The litturgical feast of San Isidro Labrador is celebrated every 15th of May from various Catholic cities around the world including the small barrio of San Guillermo in Morong, Rizal. San Isidro is the patron saint of the farmers and Madrid where he was born in 1070.
Here’s his biography from wikipedia:
He was in the service of the wealthy Madrid landowner Juan de Vargas on a farm in the vicinity of Madrid. Juan de Vargas would later make him bailiff of his entire estate of Lower Caramanca.
Every morning before going to work, Isidore was accustomed to hearing a Mass at one of the churches in Madrid. One day his fellow-laborers complained to their master that Isidore was always late for work in the morning. Upon investigation, so runs the legend, the master found Isidore at prayer while an angel was doing the ploughing for him.
On another occasion, his master saw an angel ploughing on either side of him, so that Isidore’s work was equal to that of three of his fellow-labourers. Isidore is also said to have brought back to life his master’s deceased daughter, and to have caused a fountain of fresh water to burst from the dry earth in order to quench his master’s thirst.

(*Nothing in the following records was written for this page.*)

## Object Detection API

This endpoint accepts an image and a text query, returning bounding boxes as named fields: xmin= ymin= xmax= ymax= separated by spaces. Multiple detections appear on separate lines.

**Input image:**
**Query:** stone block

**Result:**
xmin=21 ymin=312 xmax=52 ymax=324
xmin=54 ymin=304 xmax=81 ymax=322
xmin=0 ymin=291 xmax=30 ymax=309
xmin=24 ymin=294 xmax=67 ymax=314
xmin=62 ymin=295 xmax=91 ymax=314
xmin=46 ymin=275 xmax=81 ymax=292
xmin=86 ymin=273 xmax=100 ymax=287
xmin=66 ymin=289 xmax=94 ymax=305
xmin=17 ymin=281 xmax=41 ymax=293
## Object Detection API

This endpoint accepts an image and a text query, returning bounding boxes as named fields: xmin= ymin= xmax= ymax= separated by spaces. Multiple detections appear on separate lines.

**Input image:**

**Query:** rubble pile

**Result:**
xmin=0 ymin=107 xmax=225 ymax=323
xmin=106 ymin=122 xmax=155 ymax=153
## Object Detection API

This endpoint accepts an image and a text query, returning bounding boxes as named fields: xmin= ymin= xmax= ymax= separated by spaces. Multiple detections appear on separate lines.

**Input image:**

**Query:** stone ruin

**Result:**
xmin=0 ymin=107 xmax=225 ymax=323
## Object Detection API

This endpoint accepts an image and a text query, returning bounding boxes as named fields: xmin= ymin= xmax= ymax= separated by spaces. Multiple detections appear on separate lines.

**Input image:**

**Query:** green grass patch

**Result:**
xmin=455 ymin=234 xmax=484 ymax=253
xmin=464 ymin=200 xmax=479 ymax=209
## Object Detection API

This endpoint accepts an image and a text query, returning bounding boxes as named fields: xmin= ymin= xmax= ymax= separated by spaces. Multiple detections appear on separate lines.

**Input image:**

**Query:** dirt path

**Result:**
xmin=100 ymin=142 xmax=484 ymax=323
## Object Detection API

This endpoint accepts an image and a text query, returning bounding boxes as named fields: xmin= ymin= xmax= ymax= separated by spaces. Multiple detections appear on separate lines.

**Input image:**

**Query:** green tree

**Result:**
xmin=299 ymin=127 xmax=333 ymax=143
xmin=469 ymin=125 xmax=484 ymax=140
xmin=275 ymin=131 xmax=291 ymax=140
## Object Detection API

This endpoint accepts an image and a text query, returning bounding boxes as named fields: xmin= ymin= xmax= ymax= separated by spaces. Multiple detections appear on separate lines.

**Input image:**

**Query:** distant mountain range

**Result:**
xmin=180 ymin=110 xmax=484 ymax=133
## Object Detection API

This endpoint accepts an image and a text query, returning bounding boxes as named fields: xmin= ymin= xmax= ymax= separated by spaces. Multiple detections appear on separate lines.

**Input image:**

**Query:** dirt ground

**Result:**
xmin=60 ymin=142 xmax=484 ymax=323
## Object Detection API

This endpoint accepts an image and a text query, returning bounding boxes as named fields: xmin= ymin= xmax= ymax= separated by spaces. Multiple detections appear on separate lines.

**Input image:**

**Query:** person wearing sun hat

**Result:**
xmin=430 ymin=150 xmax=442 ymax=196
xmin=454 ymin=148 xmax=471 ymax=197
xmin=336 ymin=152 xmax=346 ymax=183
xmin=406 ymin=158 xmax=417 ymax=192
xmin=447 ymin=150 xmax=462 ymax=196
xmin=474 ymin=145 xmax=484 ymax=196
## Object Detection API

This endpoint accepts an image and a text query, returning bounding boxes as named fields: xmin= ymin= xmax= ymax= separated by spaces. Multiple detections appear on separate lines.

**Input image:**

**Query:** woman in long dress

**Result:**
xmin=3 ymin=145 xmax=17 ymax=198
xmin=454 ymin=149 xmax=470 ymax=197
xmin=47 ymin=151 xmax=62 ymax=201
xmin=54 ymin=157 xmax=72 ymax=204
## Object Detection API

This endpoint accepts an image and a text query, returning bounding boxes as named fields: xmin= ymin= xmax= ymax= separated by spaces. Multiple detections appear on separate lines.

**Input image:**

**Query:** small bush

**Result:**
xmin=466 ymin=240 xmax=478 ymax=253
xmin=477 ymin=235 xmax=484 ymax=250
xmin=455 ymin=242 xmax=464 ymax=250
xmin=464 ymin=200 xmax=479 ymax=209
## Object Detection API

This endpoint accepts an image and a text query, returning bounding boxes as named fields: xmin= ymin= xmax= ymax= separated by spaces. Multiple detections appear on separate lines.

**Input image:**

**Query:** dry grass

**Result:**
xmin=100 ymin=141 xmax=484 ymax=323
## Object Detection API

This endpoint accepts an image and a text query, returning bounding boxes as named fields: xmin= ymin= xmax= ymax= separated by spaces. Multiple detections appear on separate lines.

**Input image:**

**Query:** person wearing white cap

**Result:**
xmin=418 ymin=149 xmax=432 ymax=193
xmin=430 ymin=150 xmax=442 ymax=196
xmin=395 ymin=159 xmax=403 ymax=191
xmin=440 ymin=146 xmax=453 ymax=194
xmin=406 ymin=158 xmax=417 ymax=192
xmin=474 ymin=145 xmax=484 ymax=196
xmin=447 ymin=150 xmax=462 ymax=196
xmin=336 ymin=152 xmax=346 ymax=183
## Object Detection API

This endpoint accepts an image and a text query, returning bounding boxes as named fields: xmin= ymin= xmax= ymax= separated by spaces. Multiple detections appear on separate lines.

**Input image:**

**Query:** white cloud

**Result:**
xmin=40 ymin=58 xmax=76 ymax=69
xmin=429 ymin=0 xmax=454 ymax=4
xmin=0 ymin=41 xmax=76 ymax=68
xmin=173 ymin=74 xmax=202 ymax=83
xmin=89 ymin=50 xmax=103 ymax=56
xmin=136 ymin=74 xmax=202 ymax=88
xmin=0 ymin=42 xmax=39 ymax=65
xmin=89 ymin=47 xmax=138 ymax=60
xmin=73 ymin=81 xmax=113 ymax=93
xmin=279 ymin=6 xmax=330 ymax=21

St. Isidore married Maria Torribia, a canonized saint, who is known as Santa María de la Cabeza in Spain because her head (cabeza in Spanish) is often carried in procession, especially during droughts. Isidore and Maria had one son, who died in his youth. On one occasion their son fell into a deep well and, at the prayers of his parents, the water of the well is said to have risen miraculously to the level of the ground, bringing the child with it, alive and well. Isidore and Maria then vowed continence and lived in separate houses.
Isidore died on May 15, 1130, at his birthplace close to Madrid.